For years, members of Congress wanting to solicit campaign contributions have been told to troop down the street to their party campaign committees before "dialing for dollars." Some reportedly even duck out to the Capitol parking lot between votes and use a cellular phone to plead for cash.

They have done so because of an obscure law, written in 1882 and enforced only a handful of times, that prohibits federal employees from soliciting or receiving campaign donations on federal property. It was aimed at protecting federal workers from being leaned on by their bosses, but has come to be accepted practice for politicians concerned about conflicts between their official and political duties.

Now, that law has come up for renewed discussion because of Vice President Gore's statement yesterday that he made fund-raising calls to big donors from his White House office, charging them to a Democratic National Committee credit card. Gore insisted that he believed the calls were perfectly legal and that there is "no controlling legal authority" that bars the practice.

But Republicans quickly pounced on Gore. The Republican Senate campaign committee issued a statement last night demanding that Gore provide records showing that the DNC paid for the calls Gore made.

While the 1882 law seldom is enforced, several legal experts said Gore's admission may compel Attorney General Janet Reno to open a preliminary investigation that could lead to appointment of an independent counsel. That is because the standard for triggering the independent counsel law is receipt of specific, credible evidence that a federal law may have been broken by a person covered under the independent counsel statute, and Gore is a "covered person."

Election law experts said yesterday it is not entirely clear whether the criminal statute, intended to cover federal workers, applies to the vice president or president.

They agreed yesterday that Justice Department prosecutors seldom charge a public official under the law. Officeholders usually leave federal property to make campaign solicitations anyway, the experts said, to avoid embarrassing questions such as those that Gore faced yesterday in a nationally televised news conference.

"If I were the attorney general, I would be hard-pressed to take an aggressive interpretation under the circumstances," said Kenneth Gross, former chief of enforcement at the Federal Election Commission. He said prosecutors have used the law only four times, mostly in the early 1900s.

Stanley M. Brand, a Democrat and former general counsel to the House, said members made a practice of using phones at the campaign committees because it was "better form," not because they feared prosecution for a handful of calls.

Republican lawyers, however, had a stricter interpretation. Craig Engle, general counsel to the National Republican Senatorial Committee, said: "It's not a matter of form. It's a matter of substance."

A.B. Culvahouse Jr., White House counsel for President Ronald Reagan, said before Gore's news conference that he thought there would be a "very serious problem under the statute" if Gore made the fund-raising calls from his White House office.

Gore said he did not violate an April 1995 memo from then-counsel Abner J. Mikva that said "campaign fund-raising activities of any kind are prohibited in or from government buildings" because the memo was addressed to staff members, not to him or President Clinton.

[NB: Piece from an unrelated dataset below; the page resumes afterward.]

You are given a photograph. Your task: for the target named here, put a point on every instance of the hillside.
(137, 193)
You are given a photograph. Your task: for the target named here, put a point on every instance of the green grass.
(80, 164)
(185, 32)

Like Gore, at least one GOP senator -- former presidential candidate Phil Gramm of Texas -- took an expansive view of what is permitted under the law. He told the Wall Street Journal, according to a 1995 story, that he made fund-raising calls from his home, his car and his Senate office. "I do it wherever I am," he was quoted as saying. "I can use a credit card. . . . As long as I pay for the calls, I can make calls wherever I want to call."

The House ethics committee once criticized a lawmaker for sending a single fund-raising letter written on a House typewriter.

Kent Cooper, a longtime FEC official who now heads the Center for Responsive Politics, which monitors campaign money, said members of both parties take liberties with the law.

He added: "Don't expect either party to investigate this practice very deeply. If congressional hearings do get into this, you'll be able to hear a pin drop."